Your tuk tuk driver will take you directly to the ticket office on route to the temples where you will have your photo taken and must wait briefly for your ticket to be printed. I arrived early in the morning in an attempt to avoid the mad rush but the queues were already long by the time I arrived. Luckily there is an efficient system in place which means your wait should be minimal even if there are a lot of other people being processed at the same time. I was in and out within ten minutes which was pretty fast considering the crowds on my arrival.
Braus, my tuk tuk driver, dropped me off at Ta Prohm first. Be sure to have your ticket ready as you enter the temple as employees will be waiting to check it. Don’t wave them away thinking they are hassling you for money or something as you will find yourself feeling highly embarrassed – I speak from experience on this point!
Ta Prohm is most famous for its appearance in the Angelina Jolie Tomb Raider movies. You will likely notice it for the huge trees that have begun to grasp the complex with their massive and intricate root systems, attempting to assimilate these manmade objects into the voracious jungle. There are some fantastic photo opportunities at Ta Prohm and, as such, you should expect larger crowds and some sizeable waits if you wish to snap the perfect shot. The sight of these trees is really quite astounding; they climb high into the sky, towering over the temple ruins and lending an eerie Gigeresque otherworldly appeal to the surroundings. Obviously these trees have caused some damage to the temple structures but considerable efforts are being made to support them so that they can be admired by future generations. The etchings that cover most of the walls are unbelievably intricate and have withstood the elements rather well considering their age.

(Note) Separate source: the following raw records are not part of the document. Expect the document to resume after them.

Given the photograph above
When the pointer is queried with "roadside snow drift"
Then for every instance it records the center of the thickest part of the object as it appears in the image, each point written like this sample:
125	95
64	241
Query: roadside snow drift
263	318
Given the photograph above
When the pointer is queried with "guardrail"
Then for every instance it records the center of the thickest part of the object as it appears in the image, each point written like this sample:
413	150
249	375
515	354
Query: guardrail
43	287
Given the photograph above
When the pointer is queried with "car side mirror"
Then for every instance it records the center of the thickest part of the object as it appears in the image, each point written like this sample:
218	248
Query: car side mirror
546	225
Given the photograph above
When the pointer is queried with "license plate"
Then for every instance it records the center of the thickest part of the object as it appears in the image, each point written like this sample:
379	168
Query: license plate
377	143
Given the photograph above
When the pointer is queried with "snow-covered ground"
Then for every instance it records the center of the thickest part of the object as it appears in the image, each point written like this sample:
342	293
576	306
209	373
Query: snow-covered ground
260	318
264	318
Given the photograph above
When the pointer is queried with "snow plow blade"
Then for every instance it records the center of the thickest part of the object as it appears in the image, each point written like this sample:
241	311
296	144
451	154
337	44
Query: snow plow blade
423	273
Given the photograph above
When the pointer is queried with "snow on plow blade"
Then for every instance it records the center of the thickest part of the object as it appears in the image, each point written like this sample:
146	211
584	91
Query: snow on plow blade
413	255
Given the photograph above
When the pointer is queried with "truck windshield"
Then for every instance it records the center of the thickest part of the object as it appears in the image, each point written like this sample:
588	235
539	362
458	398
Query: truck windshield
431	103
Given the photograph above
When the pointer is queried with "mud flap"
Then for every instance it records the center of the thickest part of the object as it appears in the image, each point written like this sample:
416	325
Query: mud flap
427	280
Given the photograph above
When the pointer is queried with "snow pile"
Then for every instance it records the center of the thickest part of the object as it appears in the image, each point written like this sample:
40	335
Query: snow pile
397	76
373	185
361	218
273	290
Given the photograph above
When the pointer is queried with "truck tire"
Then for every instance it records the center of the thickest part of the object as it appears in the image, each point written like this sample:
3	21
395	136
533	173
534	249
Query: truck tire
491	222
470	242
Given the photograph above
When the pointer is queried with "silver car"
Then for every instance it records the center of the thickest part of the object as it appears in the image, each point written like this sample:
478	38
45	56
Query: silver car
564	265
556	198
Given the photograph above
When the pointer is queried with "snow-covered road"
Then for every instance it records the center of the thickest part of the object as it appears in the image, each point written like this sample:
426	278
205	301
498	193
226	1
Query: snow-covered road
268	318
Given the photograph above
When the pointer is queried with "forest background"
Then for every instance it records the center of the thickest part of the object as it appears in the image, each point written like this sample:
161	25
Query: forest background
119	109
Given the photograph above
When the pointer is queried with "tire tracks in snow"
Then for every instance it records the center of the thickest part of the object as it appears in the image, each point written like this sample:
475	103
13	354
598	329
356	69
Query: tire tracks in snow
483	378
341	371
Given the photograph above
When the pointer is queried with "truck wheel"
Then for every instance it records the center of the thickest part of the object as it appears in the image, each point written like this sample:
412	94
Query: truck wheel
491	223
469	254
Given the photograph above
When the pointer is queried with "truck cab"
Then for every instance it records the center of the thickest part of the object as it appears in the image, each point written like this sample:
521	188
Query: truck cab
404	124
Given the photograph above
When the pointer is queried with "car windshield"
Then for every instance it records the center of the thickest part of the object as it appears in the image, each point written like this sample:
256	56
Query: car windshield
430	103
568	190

At the suggestion of my tuk tuk driver Ta Nei was my next destination. Ta Nei is a tiny, mostly ruined temple quite a ways off the beaten track. The journey there will take you through a thick jungle canopy and down some very narrow and uneven dirt tracks that will bounce you about like nobody’s business. Thanks to Braus’ expert driving skills we managed to make it to Ta Nei in one piece. The site is very small and, compared to some of the other complexes I visited, quite unremarkable. You will, owing to its location, likely be afforded the freedom of the site and a moment of peace and quiet away from the crowds. There was only one other small group present while I was there. On our way out of the jungle a giant leech managed to fall on me from the jungle canopy and I admit to screeching like a little girl as I scrambled to flick it away, much to the alarm and eventual amusement of Braus.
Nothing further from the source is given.